Succession and exit planning is the process and implementation of course for the transition of business leadership and ownership. The owner, or owners, plan for the eventual transfer of control, in large part by assuring that the assets of the business are protected and stable and ensuring that the business continues to operate successfully without the current owner.

Effective exit planning also incorporates the personal and financial goals of the owner after exiting the The aim is to create a plan that aligns with the owner’s personal goals, the business’s needs, and the future leadership’s capabilities.

The Exit Planning Institute Framework

EPI provides a well-documented approach to exit planning, emphasizing the need for a well-rounded strategy that encompasses various facets of the business and the owner’s life, which is implemented through the services of Certified Exit Planning Advisors (CEPAs).

The EPI approach is a multidisciplinary process known as the Value Acceleration Methodology. It certifies individuals in the planning process and provides them with the tools and resources needed to effectively guide business owners through their exit planning journey. CEPAs are found in a variety of related professions, including law, accounting , financial planning, and business consulting.
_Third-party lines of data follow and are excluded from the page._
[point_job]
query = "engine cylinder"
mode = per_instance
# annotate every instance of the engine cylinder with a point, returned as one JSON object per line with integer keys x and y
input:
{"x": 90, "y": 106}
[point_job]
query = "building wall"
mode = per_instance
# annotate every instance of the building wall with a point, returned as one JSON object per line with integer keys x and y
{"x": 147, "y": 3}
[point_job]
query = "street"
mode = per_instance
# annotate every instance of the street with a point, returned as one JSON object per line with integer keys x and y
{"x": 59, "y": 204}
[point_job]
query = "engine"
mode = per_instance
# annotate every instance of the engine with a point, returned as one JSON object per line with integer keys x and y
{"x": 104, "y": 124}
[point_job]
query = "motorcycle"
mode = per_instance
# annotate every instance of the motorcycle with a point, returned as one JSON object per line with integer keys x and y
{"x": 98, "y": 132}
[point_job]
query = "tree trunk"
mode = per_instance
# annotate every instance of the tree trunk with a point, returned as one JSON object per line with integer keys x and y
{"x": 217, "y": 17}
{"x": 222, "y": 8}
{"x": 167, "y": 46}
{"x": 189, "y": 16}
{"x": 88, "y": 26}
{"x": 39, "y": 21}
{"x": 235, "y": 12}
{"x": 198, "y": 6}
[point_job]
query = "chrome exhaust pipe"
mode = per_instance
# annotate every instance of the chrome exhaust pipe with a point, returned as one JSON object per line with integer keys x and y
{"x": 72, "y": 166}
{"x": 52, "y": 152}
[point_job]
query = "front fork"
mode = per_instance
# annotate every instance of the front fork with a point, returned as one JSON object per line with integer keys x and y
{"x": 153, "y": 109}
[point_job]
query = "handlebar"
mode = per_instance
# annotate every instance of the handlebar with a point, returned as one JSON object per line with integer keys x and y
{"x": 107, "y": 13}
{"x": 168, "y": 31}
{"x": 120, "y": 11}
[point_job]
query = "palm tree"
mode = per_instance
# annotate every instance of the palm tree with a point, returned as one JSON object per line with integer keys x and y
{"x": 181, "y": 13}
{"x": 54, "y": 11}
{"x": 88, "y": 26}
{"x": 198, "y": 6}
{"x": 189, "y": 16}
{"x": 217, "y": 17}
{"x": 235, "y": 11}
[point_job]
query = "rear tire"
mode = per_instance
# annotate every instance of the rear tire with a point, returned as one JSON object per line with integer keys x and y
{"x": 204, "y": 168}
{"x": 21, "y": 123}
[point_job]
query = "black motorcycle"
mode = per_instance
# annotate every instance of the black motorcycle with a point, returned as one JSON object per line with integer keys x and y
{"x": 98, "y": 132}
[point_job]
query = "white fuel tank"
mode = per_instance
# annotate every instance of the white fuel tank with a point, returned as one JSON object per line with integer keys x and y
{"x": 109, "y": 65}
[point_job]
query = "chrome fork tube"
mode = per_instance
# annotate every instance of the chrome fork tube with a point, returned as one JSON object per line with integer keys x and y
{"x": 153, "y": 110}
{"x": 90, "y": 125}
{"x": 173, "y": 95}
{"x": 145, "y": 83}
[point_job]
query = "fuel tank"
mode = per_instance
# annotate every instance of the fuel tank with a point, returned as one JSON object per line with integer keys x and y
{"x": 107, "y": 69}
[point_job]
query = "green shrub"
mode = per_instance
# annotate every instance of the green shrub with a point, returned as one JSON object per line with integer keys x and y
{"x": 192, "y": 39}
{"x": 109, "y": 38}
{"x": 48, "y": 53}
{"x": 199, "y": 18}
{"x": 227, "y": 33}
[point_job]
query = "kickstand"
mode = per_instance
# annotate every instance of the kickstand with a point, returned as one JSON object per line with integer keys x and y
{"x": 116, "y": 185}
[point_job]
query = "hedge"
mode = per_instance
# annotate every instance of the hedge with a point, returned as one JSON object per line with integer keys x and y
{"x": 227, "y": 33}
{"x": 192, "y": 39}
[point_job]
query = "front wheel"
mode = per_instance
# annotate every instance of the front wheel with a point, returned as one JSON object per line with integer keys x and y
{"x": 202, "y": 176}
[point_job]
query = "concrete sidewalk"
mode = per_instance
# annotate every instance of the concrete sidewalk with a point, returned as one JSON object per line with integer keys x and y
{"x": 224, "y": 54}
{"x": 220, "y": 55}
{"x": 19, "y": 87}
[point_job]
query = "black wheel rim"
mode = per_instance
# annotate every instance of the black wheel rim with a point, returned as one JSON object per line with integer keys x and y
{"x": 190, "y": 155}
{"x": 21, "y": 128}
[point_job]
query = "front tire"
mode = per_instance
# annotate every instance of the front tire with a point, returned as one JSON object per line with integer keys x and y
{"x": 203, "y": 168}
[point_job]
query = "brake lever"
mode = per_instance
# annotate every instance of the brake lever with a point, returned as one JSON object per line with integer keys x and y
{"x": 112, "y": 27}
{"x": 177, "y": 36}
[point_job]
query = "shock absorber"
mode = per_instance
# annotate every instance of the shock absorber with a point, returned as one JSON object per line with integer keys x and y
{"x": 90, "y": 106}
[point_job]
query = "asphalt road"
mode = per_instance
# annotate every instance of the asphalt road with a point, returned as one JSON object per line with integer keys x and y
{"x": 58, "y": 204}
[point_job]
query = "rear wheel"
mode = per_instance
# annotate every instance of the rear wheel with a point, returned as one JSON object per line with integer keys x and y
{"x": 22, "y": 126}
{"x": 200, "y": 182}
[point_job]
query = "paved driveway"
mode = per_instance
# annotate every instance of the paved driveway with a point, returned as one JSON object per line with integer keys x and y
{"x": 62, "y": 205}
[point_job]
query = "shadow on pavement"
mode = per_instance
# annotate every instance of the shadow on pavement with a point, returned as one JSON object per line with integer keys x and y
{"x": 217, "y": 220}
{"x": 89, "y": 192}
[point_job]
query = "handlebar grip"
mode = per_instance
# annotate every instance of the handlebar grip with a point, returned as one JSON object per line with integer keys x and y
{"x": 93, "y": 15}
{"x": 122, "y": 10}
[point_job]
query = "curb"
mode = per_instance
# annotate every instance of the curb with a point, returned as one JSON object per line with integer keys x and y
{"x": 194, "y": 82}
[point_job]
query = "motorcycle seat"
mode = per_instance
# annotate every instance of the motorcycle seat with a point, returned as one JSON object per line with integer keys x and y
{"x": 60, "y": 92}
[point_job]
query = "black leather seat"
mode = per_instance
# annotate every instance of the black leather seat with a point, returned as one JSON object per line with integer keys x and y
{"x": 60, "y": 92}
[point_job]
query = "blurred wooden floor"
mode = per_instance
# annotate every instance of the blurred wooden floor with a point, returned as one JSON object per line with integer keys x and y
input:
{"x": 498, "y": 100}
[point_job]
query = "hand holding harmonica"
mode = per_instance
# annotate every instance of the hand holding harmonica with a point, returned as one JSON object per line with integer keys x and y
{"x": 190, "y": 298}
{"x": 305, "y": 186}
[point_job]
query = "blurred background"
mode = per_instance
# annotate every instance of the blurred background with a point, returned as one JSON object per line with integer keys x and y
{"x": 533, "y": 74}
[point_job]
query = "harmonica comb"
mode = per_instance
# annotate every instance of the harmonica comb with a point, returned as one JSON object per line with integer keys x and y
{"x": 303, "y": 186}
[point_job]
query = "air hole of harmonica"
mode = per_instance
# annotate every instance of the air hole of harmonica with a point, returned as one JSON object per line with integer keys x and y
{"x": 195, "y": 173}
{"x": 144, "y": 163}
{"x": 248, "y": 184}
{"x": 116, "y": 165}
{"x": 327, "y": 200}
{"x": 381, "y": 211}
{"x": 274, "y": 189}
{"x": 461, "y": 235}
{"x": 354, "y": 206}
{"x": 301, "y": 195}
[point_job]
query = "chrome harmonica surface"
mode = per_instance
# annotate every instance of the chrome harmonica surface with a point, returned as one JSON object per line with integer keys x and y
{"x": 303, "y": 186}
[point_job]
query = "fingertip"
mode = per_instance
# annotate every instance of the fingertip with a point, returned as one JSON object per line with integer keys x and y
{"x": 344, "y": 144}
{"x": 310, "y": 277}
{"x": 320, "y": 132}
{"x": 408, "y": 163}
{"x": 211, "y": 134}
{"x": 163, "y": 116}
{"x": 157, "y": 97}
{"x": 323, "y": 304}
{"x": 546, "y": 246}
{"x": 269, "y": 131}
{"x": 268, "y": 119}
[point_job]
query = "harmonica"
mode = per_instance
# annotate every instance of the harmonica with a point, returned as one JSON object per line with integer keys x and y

The CEPA will will coordinate the discovery, valuation, and planning processes and supply services within the advisor’s area of expertise. (My personal areas of knowledge concern the law, value analysis, exit planning.)

The CEPA implementing the exit plan then guides the owner through implementation using shorter and longer-term planning and incorporating a series of 90-day “sprints” in which discrete projects are used to meet broader goals.

Using a Multidisciplinary Approach to Exit Planning

It is a process that will involve a variety of professionals. Depending on the needs of the business owner, these may involve trust and estate planning, accounting, tax planning, valuation, business management, wealth planning, family business dynamics, and insurance.

In addition to the business issues, CEPAs work with owners to develop their “next chapter plan,” in which they define and implement their personal goals after they have exited the business. This planning involves the examination of the owner’s finances and personal goals.

The process takes time. Three to five years is common. At some point, the owner will be confronted with the sell or continue questions. Many, who are now making more money and have more free time, decide to keep the business or continue to make it grow.

For those who decide to exit, the CEPA coordinates the transition. They will work with business brokers, merger and acquisition firms, and other sources of buyers to find the right purchaser.

Selling or Transferring the Business

Options for exiting the business include sales to buyers as a turnkey operation, sales to strategic buyers, sales to private equity firms, sales to employees through Employee Stock Ownership Plans (ESOPs), or passing the company on to family members.

While no one can predict the specific outcome of an exit plan in a vacuum, the fact is that with the right information, it can be forecast with reasonable accuracy. The process is not speculative, it is planned and implemented.

Statistics compiled by the EPI point to the fact that only 1 in five business owners seeking to sell their business will find a buyer. I see it in my own practice representing closely held business owners that many owners, perhaps most, will liquidate the assets of their business as best they can and walk away.